Marilyn Manson - Antichrist Superstar

Marilyn Manson - Antichrist Superstar
Metal / Industrial
erschienen am 08.10.1996 bei Nothing
dauert 77:26 min
Bloodchamber-Wertung:

Tracklist

1. Irresponsible Hate Anthem
2. The Beautiful People
3. Dried Up, Tied And Dead To The World
4. Tourniquet
5. Little Horn
6. Cryptorchid
7. Deformography
8. Wormboy
9. Mister Superstar
10. Angel With The Scabbed Wings
11. Kinderfeld
12. Antichrist Superstar
13. 1996
14. Minute Of Decay
15. The Reflecting God
16. Man That You Fear
17. Track 99 - Empty Sounds Of Hate

Die Bloodchamber meint:

Es muss so Anfang 1995 gewesen sein, der kleine Björn zappt sich nachts im elterlichen Wohnzimmer auf der Suche prickelnder Unterhaltung durch die sieben durch die Hausantenne bereitgestellten Kanäle. Auf dem ZDF stößt er auf eine Reportage über Jemanden namens MARILYN MANSON, der doch tatsächlich auf der Bühne nichts anderes trägt als einen Haufen Bandagen und einen Katheder? „Was ist das für ein kranker Scheiß?“ denkt sich der Junge, der sich bisher nur an GUNS 'N ROSES herangetraut hatte und dem die SCORPIONS zu hart waren. Fasziniert klebt er am Fernseher...

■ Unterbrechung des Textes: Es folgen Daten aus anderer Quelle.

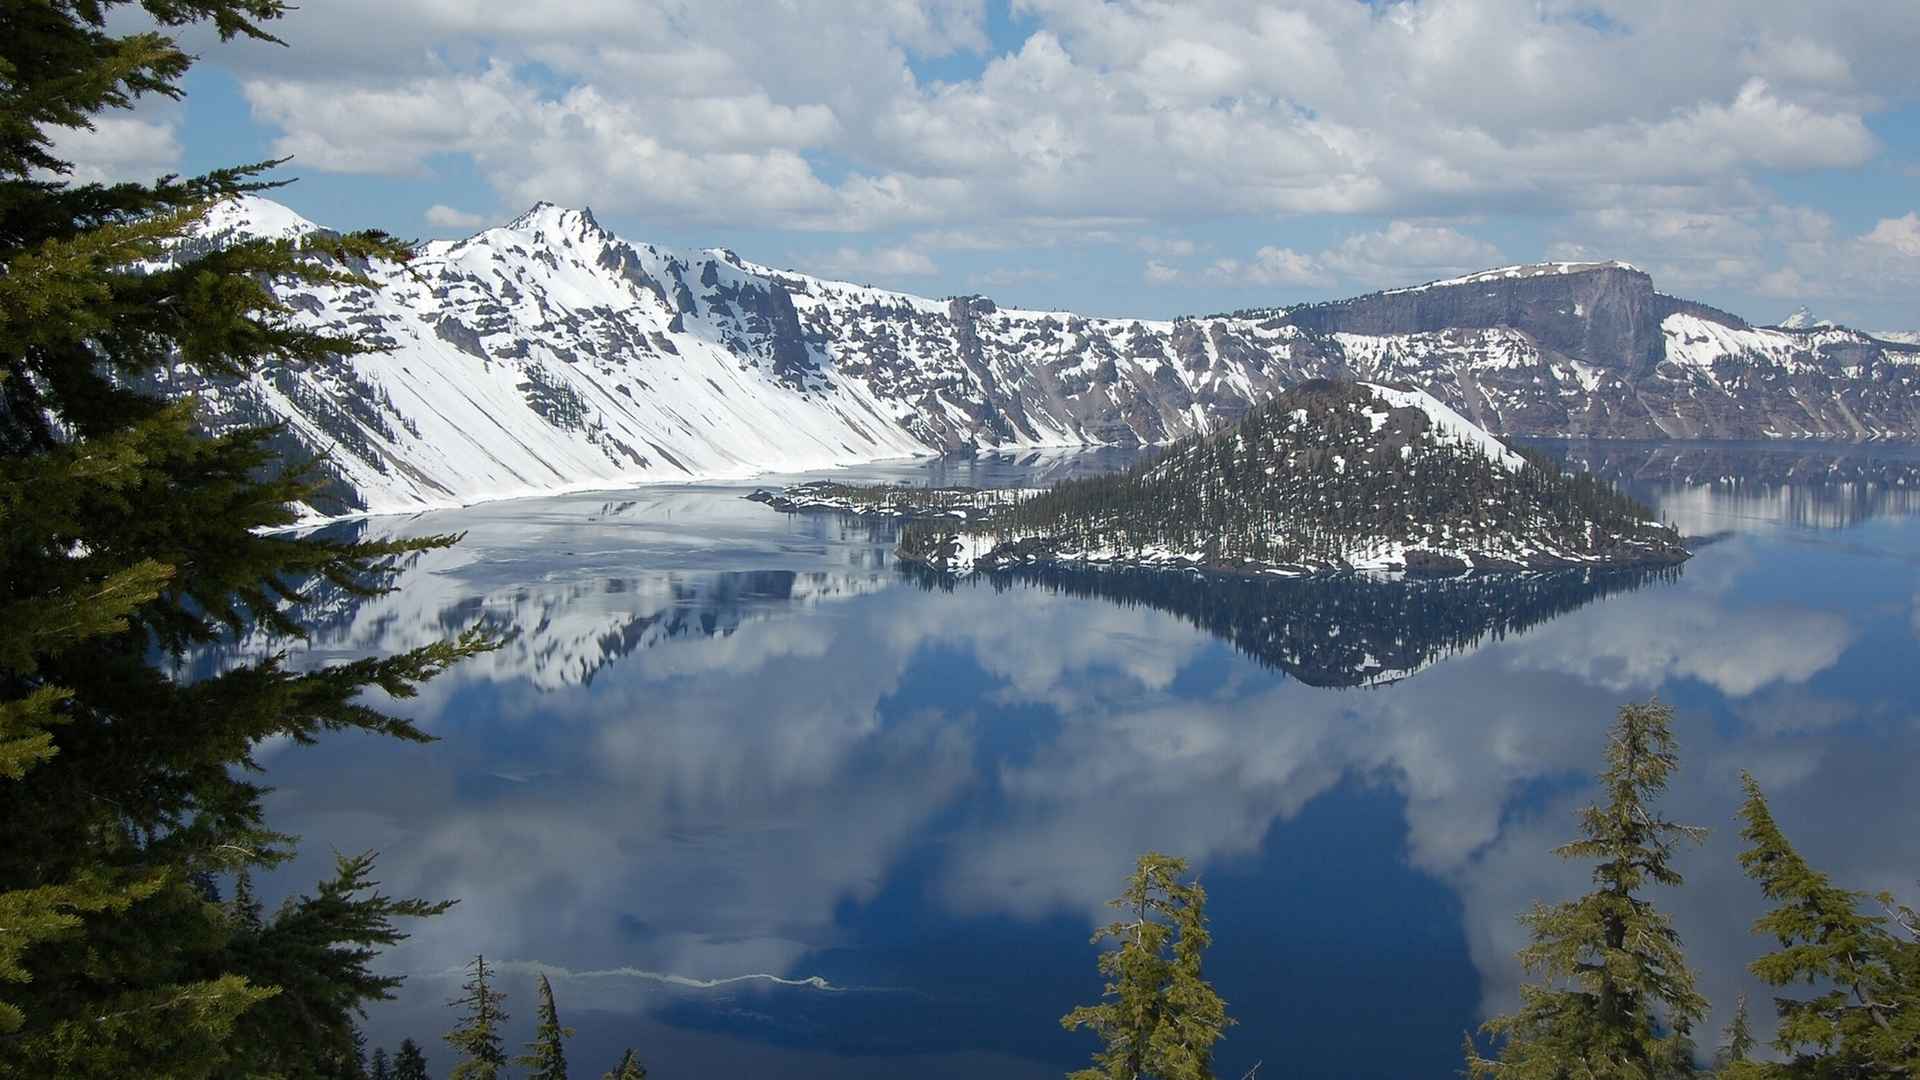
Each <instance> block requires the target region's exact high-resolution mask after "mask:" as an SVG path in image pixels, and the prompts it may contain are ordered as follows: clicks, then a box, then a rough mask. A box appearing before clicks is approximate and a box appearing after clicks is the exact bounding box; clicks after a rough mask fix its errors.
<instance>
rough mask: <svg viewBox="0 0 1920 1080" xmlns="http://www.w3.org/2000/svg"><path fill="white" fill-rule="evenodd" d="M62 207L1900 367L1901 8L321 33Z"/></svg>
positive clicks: (1833, 5) (93, 148)
mask: <svg viewBox="0 0 1920 1080" xmlns="http://www.w3.org/2000/svg"><path fill="white" fill-rule="evenodd" d="M278 33H282V37H286V40H288V42H290V48H273V46H257V44H232V46H223V44H219V42H215V40H211V38H194V40H192V46H194V48H196V52H200V54H202V58H204V61H202V65H200V67H198V69H196V71H194V73H192V77H190V81H188V98H186V102H184V104H179V106H175V104H167V102H148V104H144V106H142V108H138V110H136V111H134V113H131V115H125V117H115V119H113V121H111V123H106V125H102V127H100V131H96V133H90V135H75V136H73V138H69V140H63V150H65V152H67V154H69V158H73V160H75V163H77V165H79V171H77V175H79V177H84V179H96V177H123V175H125V177H148V175H152V173H156V171H167V169H177V171H196V169H207V167H215V165H223V163H230V161H238V160H255V158H269V156H282V154H292V156H294V161H292V163H290V165H288V169H286V173H288V175H290V177H298V184H294V186H292V188H288V190H286V192H282V196H280V198H282V200H284V202H288V204H290V206H294V208H296V209H298V211H301V213H305V215H307V217H313V219H315V221H321V223H324V225H334V227H382V229H390V231H394V233H399V234H405V236H457V234H465V233H470V231H474V229H476V227H482V225H488V223H501V221H505V219H509V217H513V215H515V213H516V211H520V209H524V206H528V204H530V202H534V200H536V198H547V200H553V202H561V204H572V206H578V204H588V206H593V209H595V213H597V215H599V219H601V221H603V223H605V225H609V227H611V229H614V231H616V233H622V234H626V236H630V238H636V240H651V242H660V244H676V246H730V248H735V250H737V252H741V254H743V256H747V258H751V259H756V261H762V263H774V265H783V267H797V269H806V271H814V273H826V275H835V277H849V279H854V281H864V282H876V284H887V286H895V288H902V290H910V292H922V294H935V296H945V294H958V292H985V294H991V296H995V298H998V300H1002V302H1008V304H1020V306H1043V307H1071V309H1081V311H1091V313H1110V315H1154V317H1160V315H1173V313H1188V311H1217V309H1233V307H1244V306H1265V304H1283V302H1292V300H1311V298H1325V296H1342V294H1354V292H1365V290H1371V288H1380V286H1392V284H1407V282H1415V281H1428V279H1434V277H1444V275H1450V273H1459V271H1467V269H1478V267H1484V265H1500V263H1507V261H1534V259H1546V258H1620V259H1630V261H1634V263H1638V265H1642V267H1645V269H1649V271H1651V273H1653V275H1655V279H1657V284H1659V286H1661V288H1665V290H1668V292H1676V294H1684V296H1693V298H1701V300H1707V302H1713V304H1718V306H1724V307H1730V309H1734V311H1740V313H1743V315H1747V317H1751V319H1757V321H1770V319H1778V317H1782V315H1786V313H1788V311H1789V309H1791V307H1795V306H1797V304H1809V306H1811V307H1814V309H1816V311H1818V313H1822V315H1828V317H1834V319H1841V321H1847V323H1853V325H1860V327H1866V329H1920V304H1914V300H1912V298H1914V296H1916V294H1920V292H1916V290H1920V73H1916V65H1912V61H1910V58H1912V56H1916V54H1920V4H1910V2H1908V0H1836V2H1834V4H1824V6H1807V4H1801V2H1788V0H1695V2H1693V4H1688V6H1676V4H1667V2H1665V0H1622V2H1594V4H1588V2H1567V0H1402V2H1384V0H1375V2H1359V0H1292V2H1281V4H1260V2H1252V0H1190V2H1187V4H1165V2H1158V0H1108V2H1100V0H922V2H914V0H876V2H862V4H851V2H826V0H751V2H749V0H705V2H691V0H620V2H616V0H574V2H570V4H549V2H538V0H520V2H505V0H468V2H465V4H457V6H449V4H444V2H438V0H378V2H376V0H332V2H328V4H324V6H321V4H309V6H305V8H301V10H298V12H294V13H292V15H290V17H288V19H284V21H282V23H280V27H278Z"/></svg>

Etwas 1,5 Jahre später, die Haare wuchsen und es wurde sich ein CD Regal für Bands wie FEAR FACTORY, SEPULTURA, MANOWAR und andere angelegt, entdeckte der da schon etwas größere Björn in dem Katalog eines Emsländer Versandhandels die „Antichrist Superstar“. Der nächste CD Laden war 20 km entfernt und an irgendwelche Internetstreams war noch lange nicht zu denken.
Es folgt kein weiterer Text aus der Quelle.